Famine would hit the ever-growing Irish population repeatedly and the two Great Famines of 1741-42 and 1845-49 proved utterly ruinous. It is reckoned that each of the Great Famines effectively reduced the island's population by a third, both in terms of actual deaths and/or emigration (mostly to Manx Lancashire or Scotland).
Ulster would benefit most from the Industrial Revolution, the city of Béal Feirste becoming a shipbuilding hub. Connacht remained mostly agricultural and suffered badly from depopulation in the 19th and 20th centuries which is only now stabilising.
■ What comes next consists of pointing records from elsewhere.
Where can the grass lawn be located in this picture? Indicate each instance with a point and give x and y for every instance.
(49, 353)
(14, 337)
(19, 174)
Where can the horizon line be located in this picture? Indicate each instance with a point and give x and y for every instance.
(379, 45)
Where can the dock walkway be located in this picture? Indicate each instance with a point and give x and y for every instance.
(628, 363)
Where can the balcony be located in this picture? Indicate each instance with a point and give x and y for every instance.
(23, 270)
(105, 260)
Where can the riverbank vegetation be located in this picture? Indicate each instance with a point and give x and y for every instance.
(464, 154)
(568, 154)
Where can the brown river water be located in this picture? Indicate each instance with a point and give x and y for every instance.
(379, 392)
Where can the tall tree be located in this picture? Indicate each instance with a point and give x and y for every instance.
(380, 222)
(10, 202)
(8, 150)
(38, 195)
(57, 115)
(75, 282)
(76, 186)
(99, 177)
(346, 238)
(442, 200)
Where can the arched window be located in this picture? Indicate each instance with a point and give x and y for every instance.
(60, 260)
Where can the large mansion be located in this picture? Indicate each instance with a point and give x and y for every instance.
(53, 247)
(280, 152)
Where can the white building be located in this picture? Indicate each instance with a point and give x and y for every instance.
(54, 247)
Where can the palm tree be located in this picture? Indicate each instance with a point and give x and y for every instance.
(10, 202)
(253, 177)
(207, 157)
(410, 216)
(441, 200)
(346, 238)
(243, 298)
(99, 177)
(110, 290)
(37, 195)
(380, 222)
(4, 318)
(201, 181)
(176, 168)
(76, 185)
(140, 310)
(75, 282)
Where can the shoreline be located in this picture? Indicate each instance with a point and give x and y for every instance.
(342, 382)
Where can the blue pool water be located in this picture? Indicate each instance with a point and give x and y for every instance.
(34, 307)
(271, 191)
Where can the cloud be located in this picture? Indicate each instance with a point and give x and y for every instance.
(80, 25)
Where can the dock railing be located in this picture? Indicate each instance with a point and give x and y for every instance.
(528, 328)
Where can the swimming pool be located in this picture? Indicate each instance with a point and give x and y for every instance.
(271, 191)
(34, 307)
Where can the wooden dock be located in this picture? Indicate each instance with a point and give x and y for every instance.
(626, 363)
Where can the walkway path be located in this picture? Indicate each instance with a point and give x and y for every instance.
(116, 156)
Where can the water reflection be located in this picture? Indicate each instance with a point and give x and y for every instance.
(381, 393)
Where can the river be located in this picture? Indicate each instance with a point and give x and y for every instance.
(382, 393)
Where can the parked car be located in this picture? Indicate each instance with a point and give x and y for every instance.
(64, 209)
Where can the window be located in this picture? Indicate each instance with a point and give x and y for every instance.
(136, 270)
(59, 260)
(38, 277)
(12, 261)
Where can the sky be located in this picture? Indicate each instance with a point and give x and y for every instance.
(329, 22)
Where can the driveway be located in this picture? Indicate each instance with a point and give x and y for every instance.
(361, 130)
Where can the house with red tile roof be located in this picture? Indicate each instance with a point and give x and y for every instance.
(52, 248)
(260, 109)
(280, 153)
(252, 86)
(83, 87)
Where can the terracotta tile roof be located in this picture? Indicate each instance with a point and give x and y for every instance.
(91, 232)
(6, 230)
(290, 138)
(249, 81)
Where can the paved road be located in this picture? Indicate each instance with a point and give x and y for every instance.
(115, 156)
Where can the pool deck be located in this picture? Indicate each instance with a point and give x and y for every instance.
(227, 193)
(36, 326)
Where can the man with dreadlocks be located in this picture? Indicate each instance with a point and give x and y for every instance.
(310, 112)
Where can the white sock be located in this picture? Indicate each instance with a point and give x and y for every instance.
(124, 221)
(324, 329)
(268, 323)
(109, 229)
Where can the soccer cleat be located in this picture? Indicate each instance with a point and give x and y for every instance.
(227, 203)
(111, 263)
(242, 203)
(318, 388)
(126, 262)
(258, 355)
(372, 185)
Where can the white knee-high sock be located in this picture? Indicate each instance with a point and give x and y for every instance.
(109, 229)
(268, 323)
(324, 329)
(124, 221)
Munster too remained mostly agricultural but benefited from improving relations with Wessex, close ties with Brittany-Maine and a history of liberal-minded government.In 1921 the three kingdoms (and Scotland) signed the Eire Neutrality Pact officially pacifying the island. The pact was signed by the majority of major European nations. In the subsequent decades the three kingdoms have largely put aside any differences and are moving toward a federal-style polity. In 2010 a 'Oireachtas', with its seat roughly in the centre at Ros Comáin, was formed with oversight of transport and trade links between the three, Man having an advisorary seat at the council. A separate Bank of Éire was created at the same time to standardise the Irish Puint. All three kingdoms mint separate designs, however. The intention is that the executive powers of the individual kingdoms will be slowly moved to this chamber, a process which has been slow to move thanks to entrenched opposition from certain groups, especially from the Church.